'É uma falha de caráter do aluno'
É tarefa difícil descobrir que uma monografia foi comprada, a não ser que o estudante confesse a artimanha. Em muitos casos, toma-se conhecimento de que o trabalho não foi feito pelo acadêmico pelo texto do mesmo, e até pelo seu desempenho como aluno no decorrer dos anos de faculdade. ''No contato semanal com o orientador, o aluno que não tem nada a esconder vai se colocando no trabalho, e o que está comprando uma monografia dificilmente consegue corresponder aos anseios e exigências do seu orientador, e o professor percebe isso'', ressalta Flavia Frutos, coordenadora do curso de Marketing da Unopar.
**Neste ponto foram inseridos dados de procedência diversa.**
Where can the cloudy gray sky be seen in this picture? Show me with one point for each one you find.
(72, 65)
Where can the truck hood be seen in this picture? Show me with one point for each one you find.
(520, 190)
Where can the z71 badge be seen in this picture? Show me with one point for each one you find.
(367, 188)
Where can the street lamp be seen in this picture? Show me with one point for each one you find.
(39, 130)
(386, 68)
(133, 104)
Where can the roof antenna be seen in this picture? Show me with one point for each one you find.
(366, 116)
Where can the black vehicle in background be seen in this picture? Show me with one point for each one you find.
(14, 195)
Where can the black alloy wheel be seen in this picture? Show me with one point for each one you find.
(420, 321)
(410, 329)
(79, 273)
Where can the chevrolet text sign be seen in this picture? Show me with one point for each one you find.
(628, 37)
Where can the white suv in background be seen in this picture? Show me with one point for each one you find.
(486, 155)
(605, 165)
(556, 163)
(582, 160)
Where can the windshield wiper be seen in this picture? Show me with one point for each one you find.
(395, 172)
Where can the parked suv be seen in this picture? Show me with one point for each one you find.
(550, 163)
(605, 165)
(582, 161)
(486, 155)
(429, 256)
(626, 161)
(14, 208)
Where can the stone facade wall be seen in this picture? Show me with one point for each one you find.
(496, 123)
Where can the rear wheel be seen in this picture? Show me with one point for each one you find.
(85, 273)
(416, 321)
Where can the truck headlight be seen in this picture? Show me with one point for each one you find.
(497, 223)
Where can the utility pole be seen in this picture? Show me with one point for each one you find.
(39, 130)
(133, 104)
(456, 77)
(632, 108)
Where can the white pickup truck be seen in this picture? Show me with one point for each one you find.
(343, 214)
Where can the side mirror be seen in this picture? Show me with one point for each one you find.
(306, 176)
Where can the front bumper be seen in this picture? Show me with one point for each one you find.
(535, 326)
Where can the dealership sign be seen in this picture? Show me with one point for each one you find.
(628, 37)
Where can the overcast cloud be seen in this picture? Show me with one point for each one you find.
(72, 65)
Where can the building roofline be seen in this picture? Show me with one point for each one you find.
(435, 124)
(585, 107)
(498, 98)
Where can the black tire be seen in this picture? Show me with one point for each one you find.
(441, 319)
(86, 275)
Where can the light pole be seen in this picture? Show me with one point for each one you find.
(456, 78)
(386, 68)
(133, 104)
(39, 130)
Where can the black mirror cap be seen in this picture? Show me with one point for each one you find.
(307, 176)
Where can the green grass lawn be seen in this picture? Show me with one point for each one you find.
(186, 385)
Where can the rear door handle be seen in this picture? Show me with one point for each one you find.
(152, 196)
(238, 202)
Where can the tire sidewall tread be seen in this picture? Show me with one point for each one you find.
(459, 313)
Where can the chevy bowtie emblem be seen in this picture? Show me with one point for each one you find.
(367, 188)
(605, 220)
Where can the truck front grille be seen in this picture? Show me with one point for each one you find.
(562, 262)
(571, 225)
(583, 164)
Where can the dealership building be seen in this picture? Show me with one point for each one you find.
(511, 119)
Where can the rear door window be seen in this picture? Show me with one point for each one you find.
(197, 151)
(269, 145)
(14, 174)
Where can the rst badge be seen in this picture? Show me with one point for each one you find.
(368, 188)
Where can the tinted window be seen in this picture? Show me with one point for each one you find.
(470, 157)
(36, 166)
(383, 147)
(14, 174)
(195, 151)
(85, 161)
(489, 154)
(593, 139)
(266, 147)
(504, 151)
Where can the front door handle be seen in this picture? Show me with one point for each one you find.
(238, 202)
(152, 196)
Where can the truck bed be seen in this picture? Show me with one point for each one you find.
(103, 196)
As punições ao acadêmico flagrado são severas. Se ele não estiver a par do tema que está defendendo na banca, ou mesmo antes da apresentação entregar um material que levante suspeita, a reprovação é imediata. ''Você sente que o aluno não está preparado na banca. É ali que você o aperta e percebe que ele não está por dentro de tudo aquilo que escreveu. Por mais que essas pessoas que vendem monografias instruam esses alunos, existem conhecimentos paralelos que ele precisa ter para desenvolver o trabalho. É quando ele mostra que não tem esse conhecimento'', explica Vanya Spagolla, coordenadora de TCC do curso de Direito da Unopar.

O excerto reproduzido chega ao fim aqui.